This drawing will appear as M2341 in Dr Libby Horner's forthcoming Catalogue Raisonne.
The Grand Trunk Railway London headquarters, at Cockspur Street, were designed by Sir Aston Webb (1849-1930).Brangwyn painted a mural frieze in tempera circa 1909.
It is surprising to learn that, other than as an apprentice to William Morris (1882), Brangwyn had no formal artistic training. While his near contemporaries Augustus John (1878-1961) and William Orpen (1878-1931) arguably had greater technical facility, Brangwyn’s vigorous approach to drawing and directness of observation place him amongst the greatest draughtsman of Twentieth Century British art. As the art critic T. W. Earp constated, ‘It is in the drawings ... that the key to Brangwyn’s greatness is to be found’.
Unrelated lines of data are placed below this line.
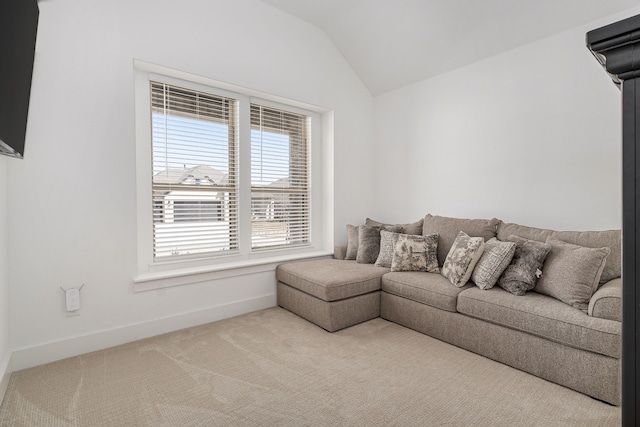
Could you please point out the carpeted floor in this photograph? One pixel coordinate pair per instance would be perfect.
(272, 368)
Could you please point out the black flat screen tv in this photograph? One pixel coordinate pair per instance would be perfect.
(18, 29)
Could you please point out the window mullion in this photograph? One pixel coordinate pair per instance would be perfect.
(244, 175)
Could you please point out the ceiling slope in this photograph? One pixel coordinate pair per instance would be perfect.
(390, 44)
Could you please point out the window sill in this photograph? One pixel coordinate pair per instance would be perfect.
(186, 276)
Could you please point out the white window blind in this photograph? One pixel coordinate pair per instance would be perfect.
(194, 145)
(280, 211)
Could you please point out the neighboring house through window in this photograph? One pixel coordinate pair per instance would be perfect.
(230, 175)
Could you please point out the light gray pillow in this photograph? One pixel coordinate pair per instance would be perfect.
(412, 228)
(525, 268)
(352, 242)
(495, 259)
(368, 244)
(572, 273)
(416, 253)
(388, 239)
(462, 258)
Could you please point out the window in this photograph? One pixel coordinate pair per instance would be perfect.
(227, 178)
(279, 178)
(194, 179)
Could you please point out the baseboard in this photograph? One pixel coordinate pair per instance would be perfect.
(5, 373)
(50, 352)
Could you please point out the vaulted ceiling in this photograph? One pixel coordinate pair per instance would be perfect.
(392, 43)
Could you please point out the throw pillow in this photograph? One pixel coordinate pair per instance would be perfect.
(525, 268)
(448, 228)
(572, 273)
(462, 258)
(413, 228)
(495, 259)
(352, 242)
(368, 244)
(388, 238)
(416, 253)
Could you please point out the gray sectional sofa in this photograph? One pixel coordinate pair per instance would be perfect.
(536, 333)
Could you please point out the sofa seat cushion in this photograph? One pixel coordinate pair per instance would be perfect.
(427, 288)
(331, 279)
(543, 316)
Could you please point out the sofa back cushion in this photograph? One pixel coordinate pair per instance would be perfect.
(448, 228)
(611, 239)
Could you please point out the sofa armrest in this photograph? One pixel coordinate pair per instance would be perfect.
(606, 303)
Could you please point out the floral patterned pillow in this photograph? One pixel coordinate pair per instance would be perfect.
(526, 267)
(416, 253)
(388, 238)
(462, 258)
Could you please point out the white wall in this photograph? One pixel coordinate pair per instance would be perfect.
(72, 200)
(5, 344)
(531, 136)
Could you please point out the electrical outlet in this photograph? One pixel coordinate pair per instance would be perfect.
(72, 299)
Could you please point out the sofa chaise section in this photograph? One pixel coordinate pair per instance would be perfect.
(576, 346)
(331, 293)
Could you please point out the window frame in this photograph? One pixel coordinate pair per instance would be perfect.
(153, 273)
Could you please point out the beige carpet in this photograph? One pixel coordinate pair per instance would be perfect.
(272, 368)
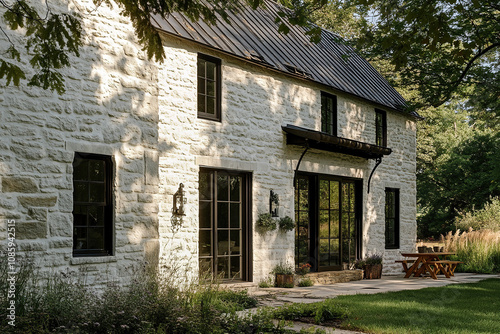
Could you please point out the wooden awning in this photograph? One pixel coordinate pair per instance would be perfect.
(296, 135)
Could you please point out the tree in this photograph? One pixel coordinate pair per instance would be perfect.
(51, 38)
(443, 48)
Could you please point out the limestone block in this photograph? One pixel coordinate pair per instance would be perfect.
(38, 214)
(31, 230)
(60, 225)
(38, 201)
(19, 184)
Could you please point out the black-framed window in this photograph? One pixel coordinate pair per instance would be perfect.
(92, 205)
(380, 128)
(329, 113)
(391, 218)
(209, 87)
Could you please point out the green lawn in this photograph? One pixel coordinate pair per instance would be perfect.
(457, 308)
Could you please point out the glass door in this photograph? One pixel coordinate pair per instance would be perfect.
(327, 214)
(223, 220)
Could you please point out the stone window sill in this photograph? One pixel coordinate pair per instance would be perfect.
(92, 260)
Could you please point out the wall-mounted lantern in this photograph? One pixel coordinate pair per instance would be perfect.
(274, 203)
(179, 201)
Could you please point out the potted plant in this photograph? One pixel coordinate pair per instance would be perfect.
(265, 223)
(283, 275)
(371, 265)
(286, 224)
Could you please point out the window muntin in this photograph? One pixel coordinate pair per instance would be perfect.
(92, 205)
(391, 218)
(329, 113)
(209, 87)
(380, 128)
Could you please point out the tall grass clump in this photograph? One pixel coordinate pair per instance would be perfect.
(62, 302)
(488, 218)
(479, 250)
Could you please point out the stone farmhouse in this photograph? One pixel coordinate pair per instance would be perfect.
(173, 163)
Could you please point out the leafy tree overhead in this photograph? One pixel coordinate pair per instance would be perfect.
(443, 48)
(52, 37)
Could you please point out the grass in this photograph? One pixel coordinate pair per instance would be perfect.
(459, 309)
(479, 250)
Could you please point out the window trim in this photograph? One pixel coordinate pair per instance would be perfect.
(397, 221)
(334, 125)
(218, 87)
(108, 249)
(383, 135)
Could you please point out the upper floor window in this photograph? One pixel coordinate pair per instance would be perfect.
(391, 218)
(380, 128)
(92, 205)
(209, 87)
(329, 113)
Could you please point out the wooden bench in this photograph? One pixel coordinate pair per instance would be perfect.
(405, 264)
(447, 267)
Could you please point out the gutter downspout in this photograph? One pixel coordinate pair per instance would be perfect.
(378, 162)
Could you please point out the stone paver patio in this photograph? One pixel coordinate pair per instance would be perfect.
(281, 296)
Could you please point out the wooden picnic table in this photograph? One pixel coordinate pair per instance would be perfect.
(432, 263)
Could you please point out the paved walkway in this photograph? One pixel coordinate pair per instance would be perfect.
(281, 296)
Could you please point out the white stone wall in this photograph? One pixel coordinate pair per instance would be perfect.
(110, 107)
(255, 103)
(143, 114)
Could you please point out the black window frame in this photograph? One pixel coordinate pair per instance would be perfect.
(393, 232)
(329, 127)
(218, 88)
(380, 128)
(106, 204)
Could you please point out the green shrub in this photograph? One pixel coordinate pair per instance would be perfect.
(286, 224)
(306, 282)
(326, 310)
(265, 223)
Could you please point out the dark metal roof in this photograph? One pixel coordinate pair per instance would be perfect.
(253, 35)
(296, 135)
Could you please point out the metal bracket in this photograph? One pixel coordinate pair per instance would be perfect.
(378, 162)
(300, 160)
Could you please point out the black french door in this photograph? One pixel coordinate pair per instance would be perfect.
(224, 236)
(328, 218)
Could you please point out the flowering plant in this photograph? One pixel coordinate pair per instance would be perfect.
(304, 269)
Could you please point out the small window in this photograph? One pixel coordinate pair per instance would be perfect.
(391, 218)
(329, 114)
(209, 87)
(380, 128)
(92, 205)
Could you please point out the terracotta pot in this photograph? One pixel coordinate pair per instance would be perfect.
(372, 271)
(284, 280)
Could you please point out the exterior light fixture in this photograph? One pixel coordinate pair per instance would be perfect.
(274, 203)
(179, 201)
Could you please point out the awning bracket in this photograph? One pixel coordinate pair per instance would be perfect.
(300, 160)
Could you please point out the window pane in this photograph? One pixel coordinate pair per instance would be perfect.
(80, 169)
(95, 238)
(201, 103)
(235, 215)
(97, 192)
(205, 214)
(235, 188)
(96, 170)
(201, 86)
(235, 267)
(222, 187)
(210, 105)
(81, 192)
(211, 70)
(205, 243)
(222, 215)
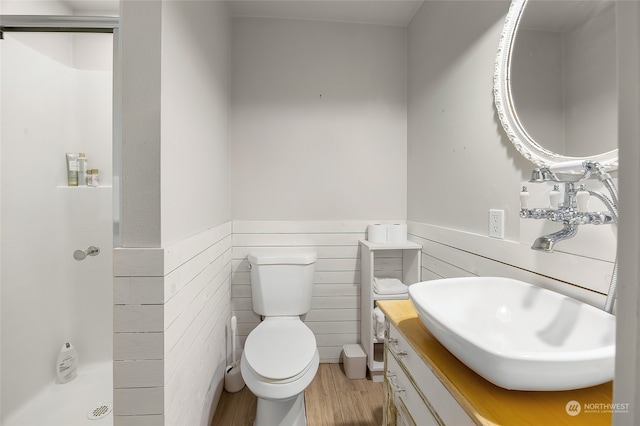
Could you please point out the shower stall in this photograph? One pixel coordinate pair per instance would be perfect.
(56, 97)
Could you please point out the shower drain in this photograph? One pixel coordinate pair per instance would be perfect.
(101, 410)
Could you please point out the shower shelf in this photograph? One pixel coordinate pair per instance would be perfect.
(83, 187)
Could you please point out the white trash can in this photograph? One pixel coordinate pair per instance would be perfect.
(355, 361)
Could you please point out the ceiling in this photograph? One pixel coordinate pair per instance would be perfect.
(386, 12)
(390, 12)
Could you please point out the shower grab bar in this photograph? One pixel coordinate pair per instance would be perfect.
(81, 254)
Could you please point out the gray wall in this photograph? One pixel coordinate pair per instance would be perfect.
(318, 120)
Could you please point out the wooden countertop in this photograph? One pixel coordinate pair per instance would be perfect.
(486, 403)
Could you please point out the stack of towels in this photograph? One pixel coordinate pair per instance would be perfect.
(378, 324)
(389, 286)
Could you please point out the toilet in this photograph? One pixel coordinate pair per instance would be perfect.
(280, 357)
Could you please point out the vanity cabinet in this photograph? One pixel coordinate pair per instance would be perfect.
(424, 384)
(403, 261)
(413, 393)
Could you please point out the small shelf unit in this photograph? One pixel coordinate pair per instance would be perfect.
(411, 264)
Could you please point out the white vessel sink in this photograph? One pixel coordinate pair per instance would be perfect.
(517, 335)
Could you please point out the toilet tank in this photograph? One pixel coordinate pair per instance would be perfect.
(281, 281)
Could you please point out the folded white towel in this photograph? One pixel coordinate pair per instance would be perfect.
(388, 286)
(378, 324)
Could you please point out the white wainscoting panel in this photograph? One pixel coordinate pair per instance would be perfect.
(335, 309)
(171, 314)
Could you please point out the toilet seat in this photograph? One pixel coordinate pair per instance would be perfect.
(280, 349)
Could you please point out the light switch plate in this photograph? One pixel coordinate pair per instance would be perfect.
(496, 223)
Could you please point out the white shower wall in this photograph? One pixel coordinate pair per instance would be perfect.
(49, 108)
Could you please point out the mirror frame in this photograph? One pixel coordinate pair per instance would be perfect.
(523, 142)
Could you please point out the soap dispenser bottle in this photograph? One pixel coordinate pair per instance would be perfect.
(524, 198)
(67, 367)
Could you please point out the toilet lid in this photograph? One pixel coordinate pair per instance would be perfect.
(280, 348)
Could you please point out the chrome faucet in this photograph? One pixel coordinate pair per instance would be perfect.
(547, 242)
(568, 213)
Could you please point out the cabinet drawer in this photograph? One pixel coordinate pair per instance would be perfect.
(443, 403)
(406, 395)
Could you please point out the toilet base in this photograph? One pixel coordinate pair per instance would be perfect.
(288, 412)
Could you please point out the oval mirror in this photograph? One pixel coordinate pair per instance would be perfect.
(555, 83)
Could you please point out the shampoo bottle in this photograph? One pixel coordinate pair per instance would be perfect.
(67, 367)
(82, 169)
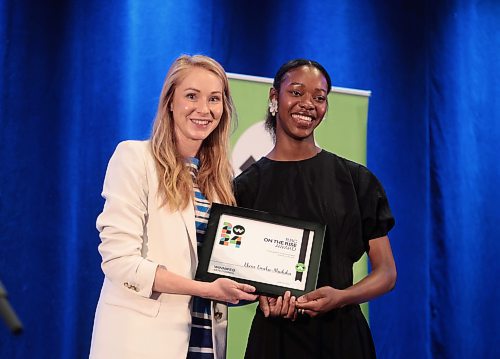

In 1952, in the Preface to the Brangwyn exhibition at the Royal Academy, Gerald Kelly (1879-1972) made the apt, but unlikely comparison between Brangwyn’s drawings and cricket:
Besides loving painting, I have very much loved watching cricket. There were great cricketers in the old days, and one of the finest of them was Archie MacLaren. When he drove through the covers it was a most majestic and splendid thing to see. Brangwyn’s drawings give me exactly the same thrill.
We are grateful to Dr Libby Horner for assistance.